Which brings us to Vows…
I first considered vows in the way I now understand them when I was taking the Now What?® Coaching training with Laura Berman Fortgang back in 2013. We created a brief life history, and Laura invited us to notice any vows we may have made that were still driving our decisions and behaviors.
Vows sound like “I will NEVER be, do, feel…” They may have worked for a while, but because they are a reaction to the past, they may no longer serve us. They operate subconsciously, so until we take the time to see them, they may actually impede the life we want. When we can see and name them, we become free to choose – do I still want this force dictating my choices?
Some common vows:
“I will never be like my father.” “I will never be poor.” “I will show them!
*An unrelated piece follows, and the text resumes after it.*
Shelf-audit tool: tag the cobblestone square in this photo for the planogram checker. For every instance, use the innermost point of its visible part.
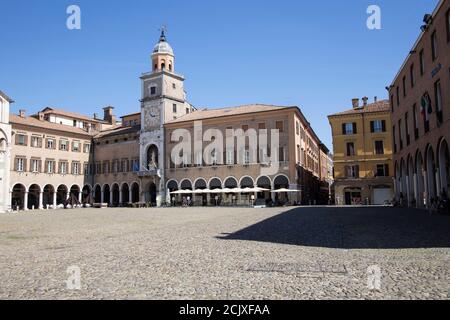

Prove what I’m made of!” “I will never be a statistic!” “I will be the best mom ever and my kids will be my everything!” “I will change the world!”
If there’s a vow that requires you to prove something, it may drive you to work harder, gather more degrees or credentials, and achieve beyond what you really want or need.
Vows may wear you down as you allow yourself to be silently and unknowingly driven by the past. And vows can get in the way of your vision.
If my vow had been “I will ONLY live in a house that’s ____ size on ____ lake and it will have X, Y, and Z” I’d probably still be back in my suburban home with my miserable neighbor, where I would have been very sad riding out the pandemic.
Maybe I wouldn’t have even let myself look at anything that didn’t fit predefined narrow parameters. There would have been no room to play with possibilities that eventually carried us across hundreds of miles to at least 5 different lakes, looking at homes of all sizes in all conditions. We would never have considered our current home.
What visions do you hold, personally and professionally?
Do you see any vows that are alive and well that might not be serving you very well?